Scientists Isolate a Toxic Key to Alzheimer's
Disease in Human Brains
Soluble Beta-Amyloid Protein Fragments May Damage Brain Cells,
Study Finds
Scientists have long questioned whether the abundant amounts of
amyloid plaques found in the brains of patients with Alzheimer's
actually caused the neurological disease or were a by-product of
its progress. Now, using new research techniques, scientists have
shown that a two-molecule aggregate (or dimer) of beta-amyloid
protein fragments may play a role in initiating the disease. The
study, supported by the National Institutes of Health, suggests
a possible new target for developing drug therapies to combat the
irreversible and progressive disorder.
Ganesh M. Shankar, Ph.D., and Dennis J. Selkoe, M.D., of Brigham
and Women's Hospital and Harvard Medical School, conducted the
study in collaboration with other researchers at Harvard and in
Ireland at University College Dublin, Beaumont Hospital and Royal
College of Surgeons Ireland, and Trinity College Dublin. The National
Institute on Aging (NIA), part of NIH, funded the study which appears
online in the June 22, 2008, Nature Medicine.

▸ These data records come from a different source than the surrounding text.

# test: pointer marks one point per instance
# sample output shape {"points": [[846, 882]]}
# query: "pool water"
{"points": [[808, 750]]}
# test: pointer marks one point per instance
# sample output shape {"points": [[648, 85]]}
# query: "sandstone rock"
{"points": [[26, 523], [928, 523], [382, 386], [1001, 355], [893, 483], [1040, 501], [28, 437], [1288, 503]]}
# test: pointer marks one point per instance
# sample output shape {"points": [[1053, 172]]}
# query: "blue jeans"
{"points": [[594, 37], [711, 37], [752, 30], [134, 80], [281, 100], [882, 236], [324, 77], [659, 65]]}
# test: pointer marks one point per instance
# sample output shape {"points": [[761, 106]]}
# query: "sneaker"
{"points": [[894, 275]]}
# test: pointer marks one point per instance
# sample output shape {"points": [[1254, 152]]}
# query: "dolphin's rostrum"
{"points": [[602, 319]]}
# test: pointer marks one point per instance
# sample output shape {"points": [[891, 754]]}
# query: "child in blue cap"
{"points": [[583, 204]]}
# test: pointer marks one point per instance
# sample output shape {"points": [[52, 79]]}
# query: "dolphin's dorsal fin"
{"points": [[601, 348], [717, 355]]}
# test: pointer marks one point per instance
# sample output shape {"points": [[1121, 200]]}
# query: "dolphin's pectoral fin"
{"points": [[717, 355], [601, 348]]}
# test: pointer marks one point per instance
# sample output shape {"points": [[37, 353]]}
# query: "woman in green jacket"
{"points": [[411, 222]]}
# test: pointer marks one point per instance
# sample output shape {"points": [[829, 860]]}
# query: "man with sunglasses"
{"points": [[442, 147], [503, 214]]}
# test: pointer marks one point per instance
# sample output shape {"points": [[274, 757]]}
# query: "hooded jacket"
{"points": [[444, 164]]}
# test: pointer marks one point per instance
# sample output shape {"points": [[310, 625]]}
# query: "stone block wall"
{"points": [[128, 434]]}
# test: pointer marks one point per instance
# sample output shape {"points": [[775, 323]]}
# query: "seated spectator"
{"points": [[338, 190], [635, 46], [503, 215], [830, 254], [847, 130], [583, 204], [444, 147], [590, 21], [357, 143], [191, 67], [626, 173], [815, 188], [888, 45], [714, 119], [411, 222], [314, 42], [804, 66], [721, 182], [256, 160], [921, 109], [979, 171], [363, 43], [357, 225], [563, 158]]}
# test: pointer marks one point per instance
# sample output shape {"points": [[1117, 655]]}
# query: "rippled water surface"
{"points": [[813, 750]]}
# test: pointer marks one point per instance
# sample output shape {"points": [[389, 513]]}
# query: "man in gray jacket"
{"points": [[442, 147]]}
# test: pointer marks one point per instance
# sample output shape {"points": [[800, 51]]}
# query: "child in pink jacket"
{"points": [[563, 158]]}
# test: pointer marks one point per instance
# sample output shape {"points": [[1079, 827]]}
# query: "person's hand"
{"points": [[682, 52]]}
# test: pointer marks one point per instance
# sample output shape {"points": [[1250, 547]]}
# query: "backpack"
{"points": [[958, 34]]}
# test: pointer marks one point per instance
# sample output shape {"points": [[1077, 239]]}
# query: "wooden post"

Alzheimer's disease is marked by the build-up of plaques consisting
of beta-amyloid protein fragments, as well as abnormal tangles
of tau protein found inside brain cells. Early in the disease,
Alzheimer's pathology is first observed in the hippocampus, the
part of the brain important to memory, and gradually spreads to
the cerebral cortex, the outer layer of the brain. In this study,
researchers tested cerebral cortex extracts from brains donated
for autopsy by people aged 65 and older with Alzheimer's and other
dementias, as well as those without dementia. The extracts contained
soluble one-molecule (monomer), two-molecule (dimer), three-molecule
(trimer) or larger aggregates of beta-amyloid, as well as insoluble
plaque cores. The researchers then injected the extracts into normal
rats or added the extracts to slices of normal mouse hippocampus.

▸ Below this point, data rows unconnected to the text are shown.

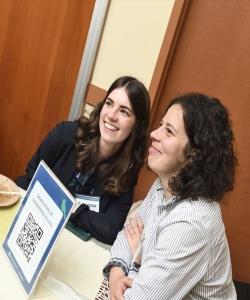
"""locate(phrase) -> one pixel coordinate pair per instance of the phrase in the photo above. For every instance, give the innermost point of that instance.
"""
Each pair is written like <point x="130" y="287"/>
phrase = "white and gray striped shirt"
<point x="185" y="252"/>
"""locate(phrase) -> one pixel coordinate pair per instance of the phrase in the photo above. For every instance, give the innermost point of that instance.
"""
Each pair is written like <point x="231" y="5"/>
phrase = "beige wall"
<point x="131" y="40"/>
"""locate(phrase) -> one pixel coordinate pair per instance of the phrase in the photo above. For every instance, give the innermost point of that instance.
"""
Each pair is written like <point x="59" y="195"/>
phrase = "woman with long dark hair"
<point x="100" y="157"/>
<point x="176" y="248"/>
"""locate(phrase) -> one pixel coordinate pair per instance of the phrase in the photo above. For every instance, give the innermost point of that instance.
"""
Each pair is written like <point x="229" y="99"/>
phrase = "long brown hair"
<point x="120" y="175"/>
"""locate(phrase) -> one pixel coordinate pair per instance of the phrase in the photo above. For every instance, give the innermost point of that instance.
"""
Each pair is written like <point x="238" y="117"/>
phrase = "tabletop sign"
<point x="41" y="217"/>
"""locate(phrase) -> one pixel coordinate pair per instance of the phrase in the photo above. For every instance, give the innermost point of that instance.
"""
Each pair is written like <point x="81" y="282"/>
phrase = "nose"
<point x="155" y="134"/>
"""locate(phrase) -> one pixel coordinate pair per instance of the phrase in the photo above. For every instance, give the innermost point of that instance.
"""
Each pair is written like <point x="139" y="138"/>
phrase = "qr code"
<point x="29" y="237"/>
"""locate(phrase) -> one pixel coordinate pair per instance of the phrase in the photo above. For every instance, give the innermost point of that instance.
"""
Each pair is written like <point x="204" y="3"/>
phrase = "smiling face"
<point x="166" y="153"/>
<point x="117" y="120"/>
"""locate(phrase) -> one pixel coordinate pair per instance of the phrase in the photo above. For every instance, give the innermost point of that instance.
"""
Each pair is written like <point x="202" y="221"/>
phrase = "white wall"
<point x="131" y="40"/>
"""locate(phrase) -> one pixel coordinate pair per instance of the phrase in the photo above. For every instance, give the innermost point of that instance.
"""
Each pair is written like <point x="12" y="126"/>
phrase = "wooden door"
<point x="41" y="46"/>
<point x="212" y="55"/>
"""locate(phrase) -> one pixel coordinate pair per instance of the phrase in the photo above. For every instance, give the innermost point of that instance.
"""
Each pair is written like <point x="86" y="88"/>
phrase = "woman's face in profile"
<point x="166" y="153"/>
<point x="117" y="119"/>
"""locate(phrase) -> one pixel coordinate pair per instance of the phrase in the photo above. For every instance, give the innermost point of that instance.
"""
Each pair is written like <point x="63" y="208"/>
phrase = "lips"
<point x="110" y="126"/>
<point x="153" y="150"/>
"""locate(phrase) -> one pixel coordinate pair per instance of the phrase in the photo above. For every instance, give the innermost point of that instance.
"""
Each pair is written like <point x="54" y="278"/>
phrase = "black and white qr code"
<point x="29" y="237"/>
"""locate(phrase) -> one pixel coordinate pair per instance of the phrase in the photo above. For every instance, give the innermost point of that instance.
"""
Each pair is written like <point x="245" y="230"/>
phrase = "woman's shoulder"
<point x="67" y="126"/>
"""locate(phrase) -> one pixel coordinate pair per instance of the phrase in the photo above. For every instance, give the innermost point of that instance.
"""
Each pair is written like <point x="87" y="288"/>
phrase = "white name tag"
<point x="93" y="202"/>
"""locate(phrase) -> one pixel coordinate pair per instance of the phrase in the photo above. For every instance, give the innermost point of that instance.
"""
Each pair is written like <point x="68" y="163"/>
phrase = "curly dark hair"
<point x="209" y="171"/>
<point x="129" y="159"/>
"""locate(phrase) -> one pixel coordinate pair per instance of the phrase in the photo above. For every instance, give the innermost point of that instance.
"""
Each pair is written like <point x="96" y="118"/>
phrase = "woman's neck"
<point x="105" y="151"/>
<point x="166" y="188"/>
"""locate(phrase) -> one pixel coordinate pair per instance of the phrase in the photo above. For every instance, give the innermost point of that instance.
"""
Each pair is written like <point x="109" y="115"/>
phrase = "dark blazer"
<point x="58" y="151"/>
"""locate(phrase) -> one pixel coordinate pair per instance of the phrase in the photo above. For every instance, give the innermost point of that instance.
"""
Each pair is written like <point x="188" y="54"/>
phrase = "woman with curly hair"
<point x="176" y="247"/>
<point x="100" y="157"/>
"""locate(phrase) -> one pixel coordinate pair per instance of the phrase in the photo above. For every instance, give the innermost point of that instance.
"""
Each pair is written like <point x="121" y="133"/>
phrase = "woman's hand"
<point x="133" y="232"/>
<point x="118" y="283"/>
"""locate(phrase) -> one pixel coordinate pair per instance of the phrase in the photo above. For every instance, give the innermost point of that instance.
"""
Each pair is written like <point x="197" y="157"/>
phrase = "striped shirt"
<point x="184" y="254"/>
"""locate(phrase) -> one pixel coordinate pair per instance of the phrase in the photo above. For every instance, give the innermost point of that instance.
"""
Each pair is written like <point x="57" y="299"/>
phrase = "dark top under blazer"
<point x="58" y="151"/>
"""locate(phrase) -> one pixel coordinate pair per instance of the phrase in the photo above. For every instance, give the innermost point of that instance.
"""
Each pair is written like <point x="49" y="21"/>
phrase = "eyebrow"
<point x="172" y="127"/>
<point x="122" y="106"/>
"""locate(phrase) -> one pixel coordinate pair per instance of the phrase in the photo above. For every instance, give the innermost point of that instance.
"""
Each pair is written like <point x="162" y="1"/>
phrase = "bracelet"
<point x="115" y="262"/>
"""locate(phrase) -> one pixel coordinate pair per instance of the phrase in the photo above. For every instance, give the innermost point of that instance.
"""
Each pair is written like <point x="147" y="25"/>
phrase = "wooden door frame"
<point x="168" y="46"/>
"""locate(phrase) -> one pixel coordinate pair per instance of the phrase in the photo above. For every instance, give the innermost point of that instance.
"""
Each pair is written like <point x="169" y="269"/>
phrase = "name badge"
<point x="93" y="202"/>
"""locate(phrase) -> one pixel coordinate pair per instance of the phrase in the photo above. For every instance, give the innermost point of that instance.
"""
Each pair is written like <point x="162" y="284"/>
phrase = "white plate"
<point x="7" y="185"/>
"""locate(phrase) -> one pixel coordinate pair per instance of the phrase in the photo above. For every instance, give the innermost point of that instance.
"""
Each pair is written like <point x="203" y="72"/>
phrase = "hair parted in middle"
<point x="130" y="157"/>
<point x="209" y="171"/>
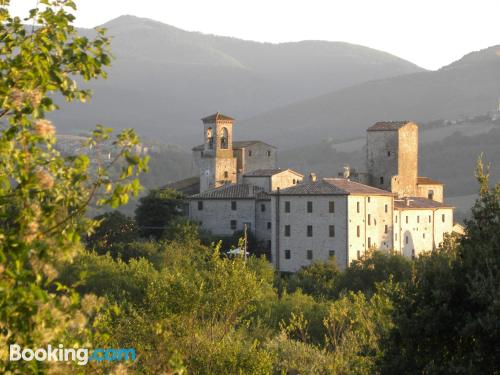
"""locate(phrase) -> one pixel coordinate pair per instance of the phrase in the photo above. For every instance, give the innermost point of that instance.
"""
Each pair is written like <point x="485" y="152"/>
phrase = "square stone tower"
<point x="392" y="157"/>
<point x="217" y="164"/>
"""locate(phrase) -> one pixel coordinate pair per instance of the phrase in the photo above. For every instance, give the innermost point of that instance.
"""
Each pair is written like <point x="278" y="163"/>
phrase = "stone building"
<point x="389" y="207"/>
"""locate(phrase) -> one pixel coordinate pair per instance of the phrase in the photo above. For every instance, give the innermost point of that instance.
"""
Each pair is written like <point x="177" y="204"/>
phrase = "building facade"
<point x="388" y="207"/>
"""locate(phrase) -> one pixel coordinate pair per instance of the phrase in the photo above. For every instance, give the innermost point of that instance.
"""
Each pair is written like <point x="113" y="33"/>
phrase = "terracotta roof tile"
<point x="232" y="191"/>
<point x="387" y="125"/>
<point x="418" y="203"/>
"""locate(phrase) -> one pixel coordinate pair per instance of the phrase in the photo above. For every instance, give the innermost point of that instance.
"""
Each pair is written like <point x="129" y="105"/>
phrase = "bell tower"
<point x="217" y="164"/>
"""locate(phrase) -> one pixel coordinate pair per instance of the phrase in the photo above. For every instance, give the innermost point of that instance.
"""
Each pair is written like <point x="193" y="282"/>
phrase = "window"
<point x="210" y="139"/>
<point x="309" y="231"/>
<point x="287" y="206"/>
<point x="309" y="207"/>
<point x="224" y="139"/>
<point x="430" y="194"/>
<point x="331" y="207"/>
<point x="332" y="230"/>
<point x="287" y="230"/>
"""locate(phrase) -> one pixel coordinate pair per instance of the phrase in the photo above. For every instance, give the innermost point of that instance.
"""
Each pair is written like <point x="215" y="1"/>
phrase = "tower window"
<point x="224" y="140"/>
<point x="331" y="207"/>
<point x="332" y="230"/>
<point x="309" y="207"/>
<point x="309" y="231"/>
<point x="287" y="230"/>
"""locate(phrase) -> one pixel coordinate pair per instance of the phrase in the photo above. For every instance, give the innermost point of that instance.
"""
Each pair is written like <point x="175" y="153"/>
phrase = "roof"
<point x="356" y="188"/>
<point x="232" y="191"/>
<point x="269" y="172"/>
<point x="387" y="125"/>
<point x="320" y="187"/>
<point x="236" y="145"/>
<point x="427" y="181"/>
<point x="187" y="186"/>
<point x="418" y="203"/>
<point x="216" y="117"/>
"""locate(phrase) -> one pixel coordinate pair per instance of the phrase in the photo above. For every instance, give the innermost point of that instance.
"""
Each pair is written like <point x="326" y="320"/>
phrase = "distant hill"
<point x="165" y="79"/>
<point x="468" y="86"/>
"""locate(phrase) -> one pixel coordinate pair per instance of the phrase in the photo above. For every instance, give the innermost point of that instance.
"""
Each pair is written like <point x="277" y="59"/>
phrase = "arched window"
<point x="210" y="139"/>
<point x="224" y="139"/>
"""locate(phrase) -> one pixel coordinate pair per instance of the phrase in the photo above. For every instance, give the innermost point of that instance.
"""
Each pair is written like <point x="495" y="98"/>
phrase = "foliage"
<point x="447" y="315"/>
<point x="156" y="210"/>
<point x="113" y="228"/>
<point x="43" y="196"/>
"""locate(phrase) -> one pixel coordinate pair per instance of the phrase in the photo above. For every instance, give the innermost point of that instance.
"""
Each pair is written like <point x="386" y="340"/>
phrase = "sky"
<point x="429" y="33"/>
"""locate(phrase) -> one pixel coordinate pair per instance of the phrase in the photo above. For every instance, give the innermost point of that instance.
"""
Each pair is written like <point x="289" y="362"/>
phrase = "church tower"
<point x="392" y="157"/>
<point x="217" y="164"/>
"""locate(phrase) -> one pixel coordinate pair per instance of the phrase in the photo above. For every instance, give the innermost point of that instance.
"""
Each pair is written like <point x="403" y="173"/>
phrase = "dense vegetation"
<point x="155" y="283"/>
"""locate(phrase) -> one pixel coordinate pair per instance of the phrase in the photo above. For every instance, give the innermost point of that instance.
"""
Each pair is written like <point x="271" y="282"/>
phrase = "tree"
<point x="43" y="196"/>
<point x="156" y="210"/>
<point x="447" y="315"/>
<point x="113" y="228"/>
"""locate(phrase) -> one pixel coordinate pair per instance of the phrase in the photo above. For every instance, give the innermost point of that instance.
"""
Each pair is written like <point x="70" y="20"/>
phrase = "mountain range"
<point x="163" y="79"/>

Shankar, Selkoe and colleagues discovered that both the soluble
monomers and the insoluble plaque cores had no detectable effect
on the hyppocampal slices. However, the soluble dimers induced
certain key characteristics of Alzheimer's in the rats. The dimers
impaired memory function, specifically the memories of newly learned
behaviors. In the mouse hippocampal slices, the dimers also reduced
by 47 percent the density of the dendrite spines that receive messages
sent by other brain cells. The dimers seemed to be directly acting
on synapses, the connections between neurons that are essential
for communication between them.
To confirm this effect, the researchers then injected certain
antibodies against beta-amyloid protein fragments. These latched
onto and inactivated the dimers, preventing their toxic effects
in the animal models. However, much work remains to be done before
inactivation of dimers could move into the clinic.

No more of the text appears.